Is-Olympic and iso-Pythian games

In the Hellenistic and Roman period, many new games were instituted in the whole Greek world, reaching from Tunesia to Afghanistan, from the Balkan to Southern Egypt. To make these games prestigious from the beginning, so that many athletes would travel to the city, the games were created after the model of those of the periodos. In particular the Olympics – for its athletic contests – and the Pythia – for the musical contests – were a popular model. These new games were, therefore, called is-Olympic of iso-Pythian (Gr. ‘isos’ : ‘equal to’). They had the same program and the same age-categories and prizes as their model.

The invention of this is-Olympic status can be ascribed to king Ptolemy II. In 279 BC, he instituted the Ptolemaia, games to honour his deceased father Ptolemy I. With these games, Ptolemy II wanted to make of Alexandria a sports center equal to Olympia or Delphi. The only way to make the Ptolemaia as attractive for the athletes as the Olympics, was to ensure that victors received equal rewards in their home town. To advocate this, the king sent ambassadors to the whole Greek world. Many Greek cities acknowledged the is-Olympic status of the Ptolemaia. This was a political triumph for Ptolemy II.

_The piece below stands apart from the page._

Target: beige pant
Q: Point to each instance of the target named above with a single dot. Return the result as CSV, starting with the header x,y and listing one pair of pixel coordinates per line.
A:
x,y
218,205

Many organizers of new games would follow the example of the king. In the Roman period, the emperor granted the status of the games. The ‘is(os)-‘ was now often left behind and the games were just called Olympic, Pythian, Capitolian, ... As a consequence of this, the Greeks had to start calling the original Olympic games the ‘Olympic games of Pisa’, to distinguish them from other Olympic games in the rest of the Greek world.